Rupee vs Dollar: Due to uncertainty regarding the India-US trade agreement and continuous withdrawal of foreign capital, pressure on the Indian rupee was clearly visible in early trading on Monday. After this, it fell by nine paise and reached its lowest ever level of 90.58 against the US dollar.
According to foreign exchange market experts, investors are waiting for some concrete signal related to the India-US trade deal, due to which the market remains cautious and the rupee continues to trend weak. In the interbank foreign exchange market, the rupee opened at 90.53 per dollar, but within some time it slipped to the level of 90.58, which shows a decline of nine paise compared to the previous closing price.
Why the fall in rupee?
Earlier on Friday also, the rupee fell by 17 paise and closed at an all-time low of 90.49 per dollar.
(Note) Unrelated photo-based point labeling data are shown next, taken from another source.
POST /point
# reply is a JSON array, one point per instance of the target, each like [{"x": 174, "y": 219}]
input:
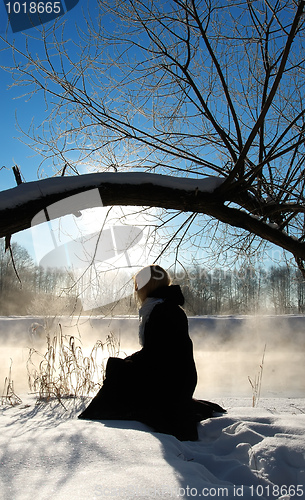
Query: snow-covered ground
[{"x": 47, "y": 453}]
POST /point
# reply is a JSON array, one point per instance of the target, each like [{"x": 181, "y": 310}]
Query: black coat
[{"x": 155, "y": 385}]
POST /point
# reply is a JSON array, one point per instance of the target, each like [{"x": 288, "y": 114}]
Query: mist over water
[{"x": 228, "y": 349}]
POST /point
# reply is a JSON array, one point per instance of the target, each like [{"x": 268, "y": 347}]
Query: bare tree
[{"x": 185, "y": 88}]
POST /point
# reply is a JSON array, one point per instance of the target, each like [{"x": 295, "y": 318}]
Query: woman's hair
[{"x": 149, "y": 279}]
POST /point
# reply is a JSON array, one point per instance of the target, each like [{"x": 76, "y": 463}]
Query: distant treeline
[
  {"x": 276, "y": 290},
  {"x": 29, "y": 289}
]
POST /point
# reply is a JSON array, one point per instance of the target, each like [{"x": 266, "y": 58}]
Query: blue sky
[{"x": 13, "y": 151}]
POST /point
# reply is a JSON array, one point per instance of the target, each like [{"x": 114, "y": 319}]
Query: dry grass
[
  {"x": 256, "y": 384},
  {"x": 64, "y": 370},
  {"x": 9, "y": 397}
]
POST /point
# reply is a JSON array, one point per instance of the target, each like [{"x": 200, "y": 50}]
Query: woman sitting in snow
[{"x": 155, "y": 385}]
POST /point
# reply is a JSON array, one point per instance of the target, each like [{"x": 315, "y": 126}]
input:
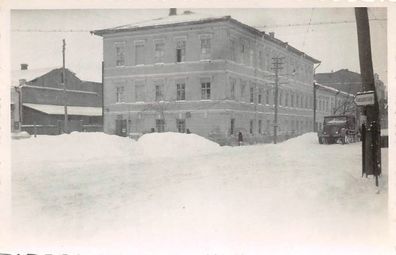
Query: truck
[{"x": 339, "y": 129}]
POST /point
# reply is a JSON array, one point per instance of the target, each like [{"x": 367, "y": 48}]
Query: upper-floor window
[
  {"x": 205, "y": 47},
  {"x": 159, "y": 49},
  {"x": 243, "y": 87},
  {"x": 287, "y": 99},
  {"x": 291, "y": 100},
  {"x": 251, "y": 94},
  {"x": 120, "y": 94},
  {"x": 120, "y": 54},
  {"x": 205, "y": 89},
  {"x": 233, "y": 50},
  {"x": 159, "y": 91},
  {"x": 267, "y": 96},
  {"x": 251, "y": 57},
  {"x": 232, "y": 88},
  {"x": 259, "y": 96},
  {"x": 139, "y": 53},
  {"x": 180, "y": 90},
  {"x": 180, "y": 50},
  {"x": 260, "y": 126},
  {"x": 261, "y": 60},
  {"x": 140, "y": 91}
]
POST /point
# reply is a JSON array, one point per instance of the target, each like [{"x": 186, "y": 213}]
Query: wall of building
[{"x": 250, "y": 67}]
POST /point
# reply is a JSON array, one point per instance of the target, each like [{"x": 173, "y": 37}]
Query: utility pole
[
  {"x": 371, "y": 147},
  {"x": 315, "y": 87},
  {"x": 65, "y": 124},
  {"x": 277, "y": 66}
]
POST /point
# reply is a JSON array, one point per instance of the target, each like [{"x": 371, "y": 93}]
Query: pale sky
[{"x": 334, "y": 44}]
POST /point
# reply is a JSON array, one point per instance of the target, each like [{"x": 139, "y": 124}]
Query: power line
[
  {"x": 258, "y": 27},
  {"x": 316, "y": 23}
]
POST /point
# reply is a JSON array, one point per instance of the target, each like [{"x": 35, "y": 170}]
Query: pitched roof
[
  {"x": 191, "y": 18},
  {"x": 28, "y": 75}
]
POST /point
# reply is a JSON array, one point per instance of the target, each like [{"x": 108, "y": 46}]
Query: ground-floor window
[
  {"x": 260, "y": 127},
  {"x": 160, "y": 125},
  {"x": 232, "y": 127},
  {"x": 181, "y": 125}
]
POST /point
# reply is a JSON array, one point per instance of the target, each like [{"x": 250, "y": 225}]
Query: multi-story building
[
  {"x": 38, "y": 99},
  {"x": 351, "y": 83},
  {"x": 331, "y": 101},
  {"x": 211, "y": 76}
]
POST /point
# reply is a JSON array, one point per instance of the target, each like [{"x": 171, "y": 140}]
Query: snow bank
[
  {"x": 20, "y": 135},
  {"x": 175, "y": 145},
  {"x": 72, "y": 147}
]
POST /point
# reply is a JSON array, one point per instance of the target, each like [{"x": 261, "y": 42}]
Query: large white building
[{"x": 210, "y": 75}]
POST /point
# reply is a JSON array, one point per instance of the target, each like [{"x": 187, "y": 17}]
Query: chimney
[
  {"x": 172, "y": 11},
  {"x": 24, "y": 66}
]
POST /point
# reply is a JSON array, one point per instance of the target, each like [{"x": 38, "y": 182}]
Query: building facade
[
  {"x": 211, "y": 76},
  {"x": 38, "y": 103},
  {"x": 351, "y": 83}
]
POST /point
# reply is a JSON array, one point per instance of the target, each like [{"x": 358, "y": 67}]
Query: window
[
  {"x": 267, "y": 96},
  {"x": 160, "y": 125},
  {"x": 291, "y": 100},
  {"x": 233, "y": 49},
  {"x": 180, "y": 90},
  {"x": 205, "y": 47},
  {"x": 280, "y": 97},
  {"x": 297, "y": 101},
  {"x": 251, "y": 94},
  {"x": 232, "y": 126},
  {"x": 139, "y": 92},
  {"x": 159, "y": 91},
  {"x": 243, "y": 87},
  {"x": 120, "y": 54},
  {"x": 260, "y": 127},
  {"x": 181, "y": 125},
  {"x": 180, "y": 51},
  {"x": 251, "y": 55},
  {"x": 259, "y": 96},
  {"x": 232, "y": 88},
  {"x": 139, "y": 53},
  {"x": 120, "y": 94},
  {"x": 287, "y": 99},
  {"x": 159, "y": 51},
  {"x": 261, "y": 62},
  {"x": 205, "y": 89}
]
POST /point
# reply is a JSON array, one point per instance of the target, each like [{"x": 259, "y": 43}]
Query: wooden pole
[
  {"x": 66, "y": 128},
  {"x": 372, "y": 147}
]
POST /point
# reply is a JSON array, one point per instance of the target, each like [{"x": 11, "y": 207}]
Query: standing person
[{"x": 240, "y": 138}]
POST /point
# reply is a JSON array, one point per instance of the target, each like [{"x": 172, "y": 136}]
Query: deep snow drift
[{"x": 182, "y": 194}]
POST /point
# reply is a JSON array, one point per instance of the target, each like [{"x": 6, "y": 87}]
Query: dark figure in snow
[{"x": 240, "y": 139}]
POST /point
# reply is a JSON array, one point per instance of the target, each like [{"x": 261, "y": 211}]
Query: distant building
[
  {"x": 37, "y": 102},
  {"x": 210, "y": 75},
  {"x": 351, "y": 83}
]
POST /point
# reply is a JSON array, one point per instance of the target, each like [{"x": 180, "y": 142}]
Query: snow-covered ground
[{"x": 181, "y": 194}]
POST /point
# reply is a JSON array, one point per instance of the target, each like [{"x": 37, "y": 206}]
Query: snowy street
[{"x": 181, "y": 194}]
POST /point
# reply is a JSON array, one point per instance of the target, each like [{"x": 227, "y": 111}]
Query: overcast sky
[{"x": 330, "y": 36}]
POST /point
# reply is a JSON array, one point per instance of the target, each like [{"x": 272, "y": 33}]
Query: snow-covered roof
[
  {"x": 163, "y": 21},
  {"x": 71, "y": 110},
  {"x": 334, "y": 90},
  {"x": 28, "y": 75},
  {"x": 190, "y": 18}
]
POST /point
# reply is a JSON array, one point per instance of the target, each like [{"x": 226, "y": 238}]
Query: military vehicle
[{"x": 339, "y": 129}]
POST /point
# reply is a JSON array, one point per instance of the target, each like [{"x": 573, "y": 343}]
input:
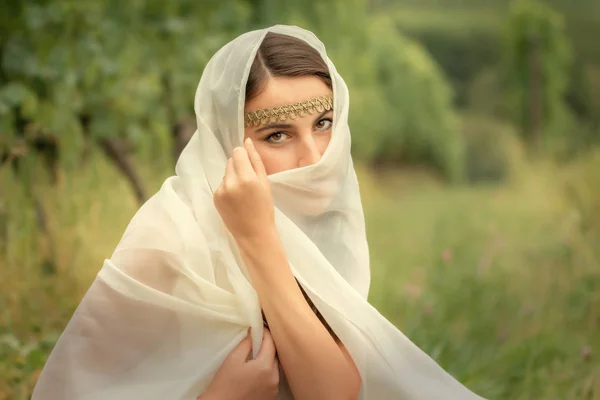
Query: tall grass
[{"x": 500, "y": 284}]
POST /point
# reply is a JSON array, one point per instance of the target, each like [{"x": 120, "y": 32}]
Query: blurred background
[{"x": 476, "y": 135}]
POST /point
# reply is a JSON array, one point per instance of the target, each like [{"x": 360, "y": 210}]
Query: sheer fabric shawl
[{"x": 175, "y": 298}]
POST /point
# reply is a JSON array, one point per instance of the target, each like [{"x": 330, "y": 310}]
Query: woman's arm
[{"x": 315, "y": 365}]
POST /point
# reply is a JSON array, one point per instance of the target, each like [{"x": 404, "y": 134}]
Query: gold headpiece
[{"x": 290, "y": 111}]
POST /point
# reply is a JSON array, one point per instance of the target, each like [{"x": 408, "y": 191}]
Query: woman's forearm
[{"x": 314, "y": 364}]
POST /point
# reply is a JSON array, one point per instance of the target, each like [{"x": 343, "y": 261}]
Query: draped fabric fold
[{"x": 175, "y": 298}]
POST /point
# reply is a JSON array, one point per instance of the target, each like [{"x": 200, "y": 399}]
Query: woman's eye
[
  {"x": 276, "y": 137},
  {"x": 324, "y": 124}
]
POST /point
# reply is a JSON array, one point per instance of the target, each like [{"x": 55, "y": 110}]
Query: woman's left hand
[{"x": 243, "y": 199}]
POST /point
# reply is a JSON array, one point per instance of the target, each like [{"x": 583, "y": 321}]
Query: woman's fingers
[
  {"x": 242, "y": 351},
  {"x": 229, "y": 172},
  {"x": 267, "y": 349},
  {"x": 241, "y": 163},
  {"x": 255, "y": 159}
]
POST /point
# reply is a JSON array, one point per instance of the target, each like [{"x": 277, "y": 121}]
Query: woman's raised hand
[
  {"x": 238, "y": 378},
  {"x": 243, "y": 199}
]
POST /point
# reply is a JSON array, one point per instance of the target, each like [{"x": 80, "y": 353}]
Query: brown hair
[{"x": 283, "y": 55}]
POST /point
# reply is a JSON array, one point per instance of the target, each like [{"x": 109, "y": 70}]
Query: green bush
[
  {"x": 493, "y": 149},
  {"x": 406, "y": 115}
]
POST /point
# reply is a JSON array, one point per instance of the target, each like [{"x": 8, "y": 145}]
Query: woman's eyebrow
[
  {"x": 324, "y": 113},
  {"x": 288, "y": 126},
  {"x": 274, "y": 126}
]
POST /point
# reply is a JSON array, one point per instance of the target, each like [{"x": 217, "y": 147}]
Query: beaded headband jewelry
[{"x": 290, "y": 111}]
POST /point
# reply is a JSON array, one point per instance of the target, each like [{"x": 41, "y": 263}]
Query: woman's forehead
[{"x": 285, "y": 98}]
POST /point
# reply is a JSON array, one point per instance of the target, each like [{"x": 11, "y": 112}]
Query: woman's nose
[{"x": 308, "y": 152}]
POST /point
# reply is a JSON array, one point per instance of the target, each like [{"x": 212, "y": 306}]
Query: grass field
[{"x": 500, "y": 284}]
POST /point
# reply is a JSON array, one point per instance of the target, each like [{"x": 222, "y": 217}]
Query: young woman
[{"x": 246, "y": 276}]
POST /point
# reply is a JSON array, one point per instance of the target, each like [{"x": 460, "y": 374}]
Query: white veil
[{"x": 174, "y": 299}]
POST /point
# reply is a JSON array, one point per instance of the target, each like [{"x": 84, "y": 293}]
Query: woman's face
[{"x": 291, "y": 143}]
Meanwhile, the dollar remained a bit soft globally and the dollar index, which reflects the dollar’s strength against six major currencies, declined by 0.05 percent to 98.35.
Pressure was also seen in the domestic stock markets, where in early trade, BSE Sensex fell by 298.86 points to 84,968.80 points, while NSE Nifty slipped by 121.40 points and was seen trading at the level of 25,925.55. There was a slight rise in the prices of crude oil in the international market and Brent crude rose by 0.52 percent to reach $ 61.44 per barrel, which can cause additional pressure for an oil importing country like India.
heavy pressure on rupee
According to stock market data, foreign institutional investors remained sellers on Friday as well and sold shares worth a net Rs 1,114.22 crore, showing deepening pressure not only on the equity market but also on the rupee.